The result is that I have a standing rehearsal (of which I have so far played about four) in Cotonou on Thursdays. I bring recordings, sheet music, and patterns and excercises for them to practice, and we play. (It existed before I showed up, but I aim to take over and run the show, which everybody seems to be cool with, and happy about). It is refreshing to teach music on a more advanced level than my piano or theory lessons in the village. Who knows, it could be a good chance to have some positive impact here.

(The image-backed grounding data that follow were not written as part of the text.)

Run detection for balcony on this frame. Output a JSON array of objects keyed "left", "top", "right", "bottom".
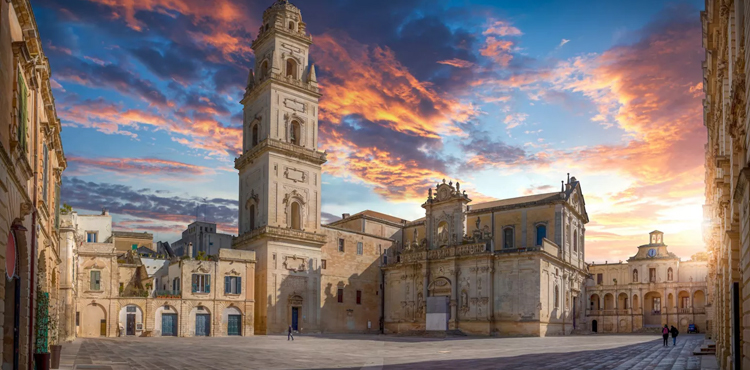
[
  {"left": 120, "top": 289, "right": 149, "bottom": 298},
  {"left": 154, "top": 290, "right": 181, "bottom": 299}
]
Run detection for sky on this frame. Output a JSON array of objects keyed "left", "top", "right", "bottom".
[{"left": 33, "top": 0, "right": 708, "bottom": 263}]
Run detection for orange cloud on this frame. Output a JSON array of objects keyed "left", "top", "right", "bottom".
[
  {"left": 437, "top": 59, "right": 475, "bottom": 68},
  {"left": 483, "top": 20, "right": 522, "bottom": 37},
  {"left": 480, "top": 37, "right": 515, "bottom": 66},
  {"left": 314, "top": 33, "right": 477, "bottom": 139},
  {"left": 67, "top": 156, "right": 216, "bottom": 177}
]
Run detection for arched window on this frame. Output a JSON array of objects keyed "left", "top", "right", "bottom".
[
  {"left": 503, "top": 227, "right": 514, "bottom": 249},
  {"left": 554, "top": 286, "right": 559, "bottom": 308},
  {"left": 667, "top": 267, "right": 673, "bottom": 281},
  {"left": 251, "top": 124, "right": 259, "bottom": 147},
  {"left": 288, "top": 21, "right": 295, "bottom": 30},
  {"left": 633, "top": 269, "right": 638, "bottom": 282},
  {"left": 573, "top": 230, "right": 578, "bottom": 252},
  {"left": 290, "top": 120, "right": 300, "bottom": 145},
  {"left": 260, "top": 60, "right": 268, "bottom": 80},
  {"left": 535, "top": 224, "right": 546, "bottom": 246},
  {"left": 286, "top": 58, "right": 297, "bottom": 79},
  {"left": 249, "top": 204, "right": 256, "bottom": 230},
  {"left": 290, "top": 201, "right": 301, "bottom": 230},
  {"left": 436, "top": 221, "right": 449, "bottom": 246}
]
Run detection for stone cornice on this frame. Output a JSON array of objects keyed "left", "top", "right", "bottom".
[
  {"left": 233, "top": 225, "right": 327, "bottom": 247},
  {"left": 252, "top": 27, "right": 312, "bottom": 50},
  {"left": 242, "top": 72, "right": 321, "bottom": 104},
  {"left": 235, "top": 138, "right": 326, "bottom": 170},
  {"left": 321, "top": 225, "right": 395, "bottom": 242}
]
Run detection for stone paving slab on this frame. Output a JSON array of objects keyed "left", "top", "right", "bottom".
[{"left": 58, "top": 333, "right": 718, "bottom": 370}]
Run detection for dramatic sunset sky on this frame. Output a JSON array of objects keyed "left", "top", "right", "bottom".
[{"left": 34, "top": 0, "right": 707, "bottom": 263}]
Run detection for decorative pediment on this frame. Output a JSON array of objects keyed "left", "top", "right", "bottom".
[
  {"left": 288, "top": 293, "right": 303, "bottom": 305},
  {"left": 83, "top": 259, "right": 105, "bottom": 270},
  {"left": 282, "top": 189, "right": 306, "bottom": 205},
  {"left": 192, "top": 263, "right": 210, "bottom": 274},
  {"left": 225, "top": 268, "right": 241, "bottom": 276}
]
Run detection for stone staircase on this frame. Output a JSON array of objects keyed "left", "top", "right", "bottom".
[{"left": 693, "top": 339, "right": 716, "bottom": 356}]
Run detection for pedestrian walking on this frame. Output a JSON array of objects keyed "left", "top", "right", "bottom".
[
  {"left": 288, "top": 325, "right": 294, "bottom": 341},
  {"left": 670, "top": 325, "right": 679, "bottom": 346},
  {"left": 662, "top": 325, "right": 669, "bottom": 346}
]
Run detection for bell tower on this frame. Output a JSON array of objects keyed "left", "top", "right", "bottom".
[
  {"left": 234, "top": 0, "right": 327, "bottom": 334},
  {"left": 236, "top": 0, "right": 324, "bottom": 235}
]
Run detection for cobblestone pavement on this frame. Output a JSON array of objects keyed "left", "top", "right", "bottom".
[{"left": 59, "top": 333, "right": 717, "bottom": 370}]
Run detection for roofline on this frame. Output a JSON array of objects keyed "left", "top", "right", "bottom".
[{"left": 321, "top": 225, "right": 395, "bottom": 242}]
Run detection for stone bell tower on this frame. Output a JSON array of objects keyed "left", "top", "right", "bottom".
[{"left": 234, "top": 0, "right": 327, "bottom": 334}]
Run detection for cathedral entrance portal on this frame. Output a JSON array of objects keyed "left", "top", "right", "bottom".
[
  {"left": 426, "top": 277, "right": 452, "bottom": 331},
  {"left": 288, "top": 294, "right": 303, "bottom": 332}
]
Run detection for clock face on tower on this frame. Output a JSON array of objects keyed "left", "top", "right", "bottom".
[{"left": 647, "top": 249, "right": 657, "bottom": 258}]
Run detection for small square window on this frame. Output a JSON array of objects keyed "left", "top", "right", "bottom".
[
  {"left": 338, "top": 238, "right": 345, "bottom": 252},
  {"left": 337, "top": 288, "right": 343, "bottom": 303},
  {"left": 321, "top": 259, "right": 327, "bottom": 269},
  {"left": 86, "top": 232, "right": 97, "bottom": 243}
]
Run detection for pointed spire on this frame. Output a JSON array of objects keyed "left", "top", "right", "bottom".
[{"left": 309, "top": 63, "right": 317, "bottom": 83}]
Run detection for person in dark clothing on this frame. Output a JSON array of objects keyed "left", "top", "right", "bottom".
[
  {"left": 288, "top": 325, "right": 294, "bottom": 341},
  {"left": 662, "top": 325, "right": 669, "bottom": 346},
  {"left": 670, "top": 325, "right": 679, "bottom": 346}
]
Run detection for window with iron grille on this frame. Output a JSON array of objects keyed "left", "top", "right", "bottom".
[
  {"left": 338, "top": 238, "right": 345, "bottom": 252},
  {"left": 357, "top": 241, "right": 363, "bottom": 255}
]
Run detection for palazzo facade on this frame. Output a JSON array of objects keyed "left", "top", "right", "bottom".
[{"left": 586, "top": 231, "right": 708, "bottom": 334}]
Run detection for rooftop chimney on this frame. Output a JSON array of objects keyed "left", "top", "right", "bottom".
[
  {"left": 187, "top": 242, "right": 193, "bottom": 258},
  {"left": 342, "top": 213, "right": 350, "bottom": 219},
  {"left": 102, "top": 208, "right": 109, "bottom": 215}
]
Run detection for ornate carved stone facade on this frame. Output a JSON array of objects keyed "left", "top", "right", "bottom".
[
  {"left": 382, "top": 178, "right": 590, "bottom": 336},
  {"left": 702, "top": 1, "right": 750, "bottom": 368}
]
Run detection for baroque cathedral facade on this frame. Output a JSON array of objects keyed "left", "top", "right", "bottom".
[{"left": 233, "top": 0, "right": 590, "bottom": 336}]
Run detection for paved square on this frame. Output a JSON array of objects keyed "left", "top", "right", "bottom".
[{"left": 59, "top": 334, "right": 716, "bottom": 370}]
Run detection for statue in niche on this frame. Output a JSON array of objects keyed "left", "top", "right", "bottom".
[
  {"left": 413, "top": 228, "right": 418, "bottom": 244},
  {"left": 475, "top": 216, "right": 481, "bottom": 231},
  {"left": 460, "top": 290, "right": 469, "bottom": 313}
]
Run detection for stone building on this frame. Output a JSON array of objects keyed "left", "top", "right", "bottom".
[
  {"left": 702, "top": 1, "right": 750, "bottom": 368},
  {"left": 382, "top": 178, "right": 589, "bottom": 336},
  {"left": 60, "top": 210, "right": 256, "bottom": 338},
  {"left": 1, "top": 0, "right": 66, "bottom": 368},
  {"left": 171, "top": 221, "right": 234, "bottom": 257},
  {"left": 586, "top": 231, "right": 708, "bottom": 334}
]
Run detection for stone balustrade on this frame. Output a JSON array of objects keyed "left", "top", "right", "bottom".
[{"left": 233, "top": 225, "right": 327, "bottom": 246}]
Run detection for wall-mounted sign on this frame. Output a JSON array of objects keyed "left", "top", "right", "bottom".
[{"left": 6, "top": 230, "right": 17, "bottom": 279}]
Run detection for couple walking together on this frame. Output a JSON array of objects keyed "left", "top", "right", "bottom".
[{"left": 662, "top": 325, "right": 679, "bottom": 346}]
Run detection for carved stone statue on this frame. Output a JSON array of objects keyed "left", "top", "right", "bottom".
[{"left": 475, "top": 216, "right": 480, "bottom": 231}]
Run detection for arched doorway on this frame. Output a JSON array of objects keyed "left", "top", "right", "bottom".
[
  {"left": 2, "top": 224, "right": 25, "bottom": 369},
  {"left": 155, "top": 305, "right": 178, "bottom": 337},
  {"left": 82, "top": 303, "right": 107, "bottom": 337},
  {"left": 118, "top": 304, "right": 144, "bottom": 336},
  {"left": 288, "top": 294, "right": 303, "bottom": 331},
  {"left": 427, "top": 277, "right": 452, "bottom": 331},
  {"left": 678, "top": 290, "right": 690, "bottom": 312},
  {"left": 618, "top": 293, "right": 628, "bottom": 309},
  {"left": 644, "top": 291, "right": 662, "bottom": 326},
  {"left": 223, "top": 306, "right": 243, "bottom": 336},
  {"left": 694, "top": 290, "right": 706, "bottom": 311},
  {"left": 592, "top": 320, "right": 598, "bottom": 333},
  {"left": 190, "top": 306, "right": 211, "bottom": 337}
]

Aside from these musicians, I also met others in the past two weeks, especially the many and very talented brothers of my friend who is himself maybe the best Beninese pianist. They are the pinnacle of the Beninese music scene, and I sat in on a rehearsal that shows why--they rehearse three hours straight every weekday, as if it were a job, albeit a fun one. Inspired by their playing, I spent the next two days serenading the Peace Corps bureau and neighborhood from the rooftop for hours a day. Through one brother, I also found out about another standing gig every Friday and Saturday in a new, swanky little bar. I played one time and aim to be semi-regular there.
So now, after a year, I am suddenly making a bunch of jazz contacts and finding new chances to play and teach. (And I didn't even mention the Dutch smooth-jazz guitarist I recently met). The only thing missing is to meet some musician with his head in the clouds and his feet firmly on the ground who wants help creating a music school.